Case Study: reml-and-rfigshare
First we will look at the work of the ROpenSci team and the reml package. In the vignette they show how to publish data to figshare using rfigshare package. figshare is a site where scientists can share datasets/figures/code. The goals are to encourage researchers to share negative results and make reproducible research efforts user-friendly. It also uses a tagging system for scientific research discovery. They give you unlimited public space and 1GB of private space.
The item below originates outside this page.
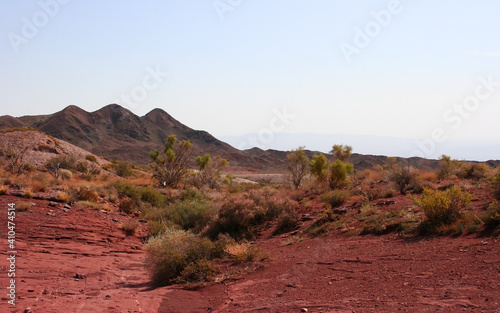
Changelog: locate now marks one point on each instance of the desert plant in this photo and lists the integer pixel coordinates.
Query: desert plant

Start by getting the reml package.
Code:
# func
require(devtools)
install_github("reml", "ropensci")
require(reml)
?eml_write
This is the Top-level API function for writing eml. Help page is a bit sparse. See This Link for more. For eg “for convenience, dat could simply be a data.frame and reml will launch it’s metadata wizard to assist in constructing the metadata based on the data.frame provided. While this may be helpful starting out, regular users will find it faster to define the columns and units directly in the format above.”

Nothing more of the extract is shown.